Bei einer potenziell "dringlichen" Ursache sollte sich direkt eine erweiterte Diagnostik anschließen. Hier sind vor allem Vitalparameter, Labordiagnostik (Blut, Urin), EKG, Sonografie, CT und MRT bedeutsam. Es können z. B. Vitalparameter, 12-Kanal-EKG z. B. bei Oberbauchschmerzen, Urin-Stix bei Flanken-/Unterleibsschmerzen, Blutzuckermessung bei Kindern und Jugendlichen (Typ-1-Diabetes) und vor allem die fokussierte Sonografie (POCUS) zu einer weiteren Eingrenzung der DD und zu einer besseren Risikoeinschätzung schon in der Praxis führen [6, 10]. Dies kann für die weitere Planung entscheidend sein (Zielklinik? Transport mit Rettungsdienst/Notarzt oder selbstständige Vorstellung?) Die Bestimmung von Blutbild + CRP allein scheint keine nennenswerte Besserung der Diagnosesicherheit zusätzlich zur Anamnese und körperlichen Untersuchung zu bringen [3, 6, 7]

Eine suffiziente, zeitnahe Analgesie ist ein zentrales Merkmal einer guten Behandlung und erschwert nicht die nachfolgende Diagnosestellung [3, 8, 11]. In einer interdisziplinären Notaufnahme erfolgen in der Regel Leitsymptom-getriggerte, standardisierte Abläufe nach ähnlichen Prinzipien. Die angewandten Algorithmen orientieren sich primär an der Patientensicherheit, helfen aber auch bei der Optimierung der eingesetzten Ressourcen [3, 4, 10, 12].

Die "Blackbox"

Jenseits aller Algorithmen, Scores und Metaanalysen ist der unklare Bauchschmerz ein häufig unspezifisches Symptom mit einer Vielzahl möglicher Diagnosen – von mild und selbstlimitierend bis akut lebensgefährlich. Wir sehen den unklaren Bauchschmerz weiter als "Blackbox"mit nur begrenztem Einblick. Es scheint sinnvoll, kurzfristige Kontrollen zu sichern und immer mit unerwarteten Entwicklungen zu rechnen [7]. Auch die Compliance des Patienten und seine häusliche Lebens- und Versorgungssituation sollte man einbeziehen. Bei älteren Personen mit akuten Bauchschmerzen ist häufiger mit relevanten, akut therapiebedürftigen Erkrankungen zu rechnen. Hier zeigen sich z. B. weniger spezifische Bauchschmerzen. Auch Abwehrspannung oder Fieber sind oft geringer ausgeprägt [9].

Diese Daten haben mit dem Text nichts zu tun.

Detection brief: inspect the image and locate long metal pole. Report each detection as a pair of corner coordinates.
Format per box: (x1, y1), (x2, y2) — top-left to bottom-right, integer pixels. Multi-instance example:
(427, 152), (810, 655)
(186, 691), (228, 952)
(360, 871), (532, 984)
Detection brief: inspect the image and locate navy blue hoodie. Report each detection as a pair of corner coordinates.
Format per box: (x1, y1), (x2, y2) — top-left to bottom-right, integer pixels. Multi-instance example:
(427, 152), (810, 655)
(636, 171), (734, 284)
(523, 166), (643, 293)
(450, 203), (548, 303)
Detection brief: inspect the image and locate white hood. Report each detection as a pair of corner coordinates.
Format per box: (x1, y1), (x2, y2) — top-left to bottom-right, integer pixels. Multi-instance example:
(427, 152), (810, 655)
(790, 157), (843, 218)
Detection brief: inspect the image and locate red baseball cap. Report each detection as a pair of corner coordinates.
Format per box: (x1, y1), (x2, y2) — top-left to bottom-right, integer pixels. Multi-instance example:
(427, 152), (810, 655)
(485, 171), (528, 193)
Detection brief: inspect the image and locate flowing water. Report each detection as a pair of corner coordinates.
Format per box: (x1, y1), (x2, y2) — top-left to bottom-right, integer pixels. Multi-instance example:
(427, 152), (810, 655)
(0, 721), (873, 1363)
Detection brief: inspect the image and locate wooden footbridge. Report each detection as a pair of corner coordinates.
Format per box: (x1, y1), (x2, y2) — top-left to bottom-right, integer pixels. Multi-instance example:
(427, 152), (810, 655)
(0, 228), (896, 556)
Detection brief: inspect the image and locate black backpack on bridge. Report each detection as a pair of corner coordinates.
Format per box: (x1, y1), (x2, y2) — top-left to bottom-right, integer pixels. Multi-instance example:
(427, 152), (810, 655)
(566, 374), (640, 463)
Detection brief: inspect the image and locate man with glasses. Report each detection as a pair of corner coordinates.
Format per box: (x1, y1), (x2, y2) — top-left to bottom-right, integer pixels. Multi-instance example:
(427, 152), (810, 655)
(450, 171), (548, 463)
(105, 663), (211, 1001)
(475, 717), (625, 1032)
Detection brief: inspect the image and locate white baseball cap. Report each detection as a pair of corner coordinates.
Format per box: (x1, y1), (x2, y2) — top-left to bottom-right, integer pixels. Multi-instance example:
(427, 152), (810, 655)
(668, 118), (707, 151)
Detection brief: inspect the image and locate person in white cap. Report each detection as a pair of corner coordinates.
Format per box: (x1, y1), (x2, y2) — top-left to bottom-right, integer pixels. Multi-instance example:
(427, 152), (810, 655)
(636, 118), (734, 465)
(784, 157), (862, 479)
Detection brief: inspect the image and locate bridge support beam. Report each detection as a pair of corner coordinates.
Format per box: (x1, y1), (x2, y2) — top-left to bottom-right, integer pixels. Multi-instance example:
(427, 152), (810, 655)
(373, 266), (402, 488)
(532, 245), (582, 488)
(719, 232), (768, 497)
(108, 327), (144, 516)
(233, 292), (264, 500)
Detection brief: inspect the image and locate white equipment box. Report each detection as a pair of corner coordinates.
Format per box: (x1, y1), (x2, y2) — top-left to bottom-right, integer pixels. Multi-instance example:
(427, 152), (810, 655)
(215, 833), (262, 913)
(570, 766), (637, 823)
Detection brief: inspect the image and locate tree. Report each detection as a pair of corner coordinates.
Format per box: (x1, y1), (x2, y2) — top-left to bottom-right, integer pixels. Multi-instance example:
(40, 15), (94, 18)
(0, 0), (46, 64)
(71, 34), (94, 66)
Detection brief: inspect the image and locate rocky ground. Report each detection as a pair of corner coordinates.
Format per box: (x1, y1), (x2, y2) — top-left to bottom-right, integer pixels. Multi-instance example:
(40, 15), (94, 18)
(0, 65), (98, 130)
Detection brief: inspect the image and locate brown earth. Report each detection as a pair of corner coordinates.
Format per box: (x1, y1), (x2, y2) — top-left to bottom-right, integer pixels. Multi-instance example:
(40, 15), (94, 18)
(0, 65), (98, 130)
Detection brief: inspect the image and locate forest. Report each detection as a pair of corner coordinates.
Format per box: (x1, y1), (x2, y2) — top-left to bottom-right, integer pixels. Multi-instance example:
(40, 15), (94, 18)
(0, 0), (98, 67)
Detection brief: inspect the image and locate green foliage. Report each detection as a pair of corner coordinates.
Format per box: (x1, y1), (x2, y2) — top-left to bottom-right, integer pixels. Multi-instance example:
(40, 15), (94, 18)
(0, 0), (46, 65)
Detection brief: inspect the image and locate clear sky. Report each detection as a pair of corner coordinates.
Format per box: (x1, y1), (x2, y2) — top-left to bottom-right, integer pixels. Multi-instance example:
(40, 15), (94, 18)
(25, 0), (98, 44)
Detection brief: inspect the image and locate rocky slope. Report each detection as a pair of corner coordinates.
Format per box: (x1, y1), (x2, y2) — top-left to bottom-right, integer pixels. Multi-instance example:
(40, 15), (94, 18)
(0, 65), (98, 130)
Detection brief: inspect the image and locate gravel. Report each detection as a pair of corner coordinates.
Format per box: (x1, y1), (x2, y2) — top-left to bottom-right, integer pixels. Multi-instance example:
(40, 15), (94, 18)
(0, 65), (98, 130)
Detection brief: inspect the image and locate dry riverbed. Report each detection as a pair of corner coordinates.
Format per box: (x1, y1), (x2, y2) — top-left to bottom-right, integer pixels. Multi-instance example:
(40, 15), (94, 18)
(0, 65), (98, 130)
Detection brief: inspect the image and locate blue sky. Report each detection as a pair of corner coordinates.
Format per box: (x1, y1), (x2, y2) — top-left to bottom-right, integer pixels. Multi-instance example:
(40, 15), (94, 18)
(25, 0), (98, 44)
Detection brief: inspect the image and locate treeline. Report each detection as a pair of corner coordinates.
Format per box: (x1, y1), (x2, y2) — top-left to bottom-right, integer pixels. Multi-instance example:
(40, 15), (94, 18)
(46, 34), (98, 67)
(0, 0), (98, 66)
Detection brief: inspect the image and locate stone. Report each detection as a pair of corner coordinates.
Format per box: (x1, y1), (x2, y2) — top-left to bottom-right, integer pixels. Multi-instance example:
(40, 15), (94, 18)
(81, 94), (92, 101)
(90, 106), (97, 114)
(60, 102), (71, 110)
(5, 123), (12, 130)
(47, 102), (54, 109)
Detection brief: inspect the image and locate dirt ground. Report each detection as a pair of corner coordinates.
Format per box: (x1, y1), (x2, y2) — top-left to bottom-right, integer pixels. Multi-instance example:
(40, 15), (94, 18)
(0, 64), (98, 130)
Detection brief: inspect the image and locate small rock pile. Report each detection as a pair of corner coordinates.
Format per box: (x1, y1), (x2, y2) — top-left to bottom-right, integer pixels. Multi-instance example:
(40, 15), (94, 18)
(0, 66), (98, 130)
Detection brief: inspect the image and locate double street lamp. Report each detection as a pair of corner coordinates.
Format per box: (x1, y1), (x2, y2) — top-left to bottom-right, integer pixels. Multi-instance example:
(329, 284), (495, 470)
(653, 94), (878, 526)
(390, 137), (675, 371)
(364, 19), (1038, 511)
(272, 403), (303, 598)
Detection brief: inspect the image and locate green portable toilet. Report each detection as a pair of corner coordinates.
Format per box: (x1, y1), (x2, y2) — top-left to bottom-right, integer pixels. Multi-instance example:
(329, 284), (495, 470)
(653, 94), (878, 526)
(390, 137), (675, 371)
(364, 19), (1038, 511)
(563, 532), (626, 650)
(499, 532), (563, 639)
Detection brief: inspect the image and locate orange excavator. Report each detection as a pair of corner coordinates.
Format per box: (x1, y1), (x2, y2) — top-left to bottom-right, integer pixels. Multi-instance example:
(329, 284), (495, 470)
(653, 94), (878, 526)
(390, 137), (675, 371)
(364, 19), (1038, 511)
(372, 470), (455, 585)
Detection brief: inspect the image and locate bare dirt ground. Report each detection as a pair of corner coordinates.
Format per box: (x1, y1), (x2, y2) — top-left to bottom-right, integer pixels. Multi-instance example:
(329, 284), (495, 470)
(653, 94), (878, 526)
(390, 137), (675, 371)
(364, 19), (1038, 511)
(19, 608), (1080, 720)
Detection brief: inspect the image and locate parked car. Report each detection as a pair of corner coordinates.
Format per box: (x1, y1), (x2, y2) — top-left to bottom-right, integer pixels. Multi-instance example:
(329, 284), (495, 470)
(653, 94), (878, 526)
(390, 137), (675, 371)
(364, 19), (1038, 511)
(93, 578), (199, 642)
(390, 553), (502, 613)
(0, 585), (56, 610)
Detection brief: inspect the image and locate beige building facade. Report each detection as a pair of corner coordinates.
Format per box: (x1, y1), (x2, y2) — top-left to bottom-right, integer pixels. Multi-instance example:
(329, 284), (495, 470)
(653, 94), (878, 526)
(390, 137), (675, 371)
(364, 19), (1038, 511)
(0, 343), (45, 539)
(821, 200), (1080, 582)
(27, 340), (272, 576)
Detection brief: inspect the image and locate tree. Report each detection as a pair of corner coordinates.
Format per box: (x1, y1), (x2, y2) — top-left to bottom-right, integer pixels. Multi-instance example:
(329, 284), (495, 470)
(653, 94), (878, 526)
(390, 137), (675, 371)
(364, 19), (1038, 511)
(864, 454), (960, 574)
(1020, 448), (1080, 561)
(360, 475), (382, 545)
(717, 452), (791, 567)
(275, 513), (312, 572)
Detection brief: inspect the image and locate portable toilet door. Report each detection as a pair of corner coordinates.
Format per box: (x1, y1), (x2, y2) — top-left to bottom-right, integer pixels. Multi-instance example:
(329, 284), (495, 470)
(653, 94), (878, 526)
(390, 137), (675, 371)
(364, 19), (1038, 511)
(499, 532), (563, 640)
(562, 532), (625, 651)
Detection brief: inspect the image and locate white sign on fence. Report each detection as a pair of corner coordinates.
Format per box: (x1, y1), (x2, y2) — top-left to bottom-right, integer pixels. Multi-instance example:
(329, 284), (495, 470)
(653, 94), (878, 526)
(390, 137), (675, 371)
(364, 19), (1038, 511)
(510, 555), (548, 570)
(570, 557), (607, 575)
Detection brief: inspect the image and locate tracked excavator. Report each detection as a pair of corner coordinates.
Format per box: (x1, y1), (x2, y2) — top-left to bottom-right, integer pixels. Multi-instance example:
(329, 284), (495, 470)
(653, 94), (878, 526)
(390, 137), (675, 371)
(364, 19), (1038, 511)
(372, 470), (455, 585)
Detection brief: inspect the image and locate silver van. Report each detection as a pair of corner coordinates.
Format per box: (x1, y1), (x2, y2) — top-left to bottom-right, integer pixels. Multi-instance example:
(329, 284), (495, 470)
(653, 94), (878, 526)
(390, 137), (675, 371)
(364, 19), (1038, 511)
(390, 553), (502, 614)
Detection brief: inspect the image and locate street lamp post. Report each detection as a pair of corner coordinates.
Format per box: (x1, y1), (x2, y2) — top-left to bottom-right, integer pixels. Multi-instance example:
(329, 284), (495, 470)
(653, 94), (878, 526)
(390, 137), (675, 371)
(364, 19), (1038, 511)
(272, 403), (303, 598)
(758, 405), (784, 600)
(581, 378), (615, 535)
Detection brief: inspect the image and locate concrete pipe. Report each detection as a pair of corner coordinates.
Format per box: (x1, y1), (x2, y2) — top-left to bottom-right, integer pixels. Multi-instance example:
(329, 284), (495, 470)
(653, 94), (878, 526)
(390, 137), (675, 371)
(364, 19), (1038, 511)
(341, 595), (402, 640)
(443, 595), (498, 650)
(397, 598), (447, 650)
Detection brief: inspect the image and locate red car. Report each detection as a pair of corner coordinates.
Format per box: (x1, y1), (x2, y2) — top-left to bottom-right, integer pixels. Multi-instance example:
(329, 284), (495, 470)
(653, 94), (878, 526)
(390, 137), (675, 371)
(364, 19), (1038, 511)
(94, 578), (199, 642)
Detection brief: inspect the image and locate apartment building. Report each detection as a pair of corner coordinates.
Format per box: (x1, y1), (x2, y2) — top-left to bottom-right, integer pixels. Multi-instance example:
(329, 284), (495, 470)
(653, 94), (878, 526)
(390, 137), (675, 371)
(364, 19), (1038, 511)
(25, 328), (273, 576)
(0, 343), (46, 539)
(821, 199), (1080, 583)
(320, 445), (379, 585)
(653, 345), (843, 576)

Eine Sprach- oder Verständnisbarriere kann zudem zu einer ausführlicheren Diagnostik motivieren. Kleinere Kinder werden von einigen Autoren zur Gruppe mit erhöhtem Risiko bei akuten Bauchschmerzen gezählt. Der Arzt sollte auch bei Schwangeren, Frauen im gebärfähigen Alter, bei Immunsuppression/-schwäche sowie bei sich wieder vorstellenden Patienten mit einem erhöhten Risiko für schwere Erkrankungen rechnen [2, 7].

Fallbeispiel: Auflösung
Die Patientin bekam wegen der starken Schmerzen eine perorale Analgesie. Sie wünschte keine stationäre Einweisung und verließ die Praxis. Es folgte eine Wiedervorstellung mit ähnlicher Symptomatik wie am Vortag und die notfallmäßige stationäre Einweisung. In der ZNA erfolgte eine ausführliche Diagnostik inklusive zeitnaher Sonografie + CT bei rezidivierend massiven Schmerzen unklarer Ursache. In der explorativen Laparoskopie am Folgetag konnte histologisch eine ektope Uterusanlage an der seitlichen Bauchwand gesichert werden. Die Patientin war postoperativ beschwerdefrei.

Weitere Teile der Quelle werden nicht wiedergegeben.